This conversation happened twice in the last few weeks at work, the first time during my 1:1 with my manager, and a second time with the whole team.
We were investigating Riemann, and we started to discuss what it would means to adopt this technology in our stack. Riemann is written in Clojure, and no one at work is really familiar with this language (except for me, and I'm don't consider myself efficient with it).
The question is how do you deal with a new tool when there's only one person in the team that can read the code, and therefore contribute to the project to add features, fix bugs, etc. Are we supposed to be familiar with the code of the things that we use?
I've never read the code of MySQL, I've read parts of Apache's code, and I've never looked at the source of the Linux' kernel.
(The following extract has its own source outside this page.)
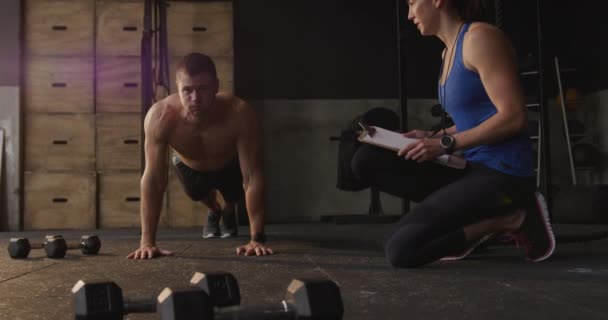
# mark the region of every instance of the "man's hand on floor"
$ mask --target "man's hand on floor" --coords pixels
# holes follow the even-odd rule
[[[142,245],[139,249],[129,253],[127,259],[152,259],[159,256],[172,256],[173,252],[157,246]]]
[[[253,240],[249,241],[249,243],[244,246],[236,248],[236,254],[239,256],[265,256],[273,253],[272,249],[266,246],[266,244]]]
At the same time, I usually read the code of the Perl and Python libraries I use frequently, I've also read the source of statsd and Graphite (two other tools that we looked at) in order to understand what they do and hunt for issues (in the way we use them) or bugs.
I see two ways to approach this question so far: as a developer and as a user. As a developer, I consider that I have to read and understand the code of the libraries my code depends on (we've found some serious issues in libraries we use daily because of this approach).
For services we use in the infrastructure, it depends of the size of the tool and it's community. For a new product, or when the documentation is too sparse, or when the community is rather small, it's a good thing to be able to look at the code and explain what it does. For bigger projects (MySQL, Apache, Riak), so far I've relied on the experiences people had with the tools, the community.
I'll conclude this post with an anecdote. Last Thursday we were trying to understand why the CPU load on the Graphite's box went over the roof when we added about 25% more metrics to it. With Abe and Hachi we said "ok let's dig into this problem". You could have guessed who are the ops while looking at the scene. We were looking for the same things: reads and write. Abe and Hachi started to do that with the help of
strace, while I started to walk through the code. I think the two ways are valid, at least you can use one to correlate the other, and they gave you different information (
strace will help you to time the operations, while the code would explain what you're writing and reading).
I'm curious to hear how other approach this problem.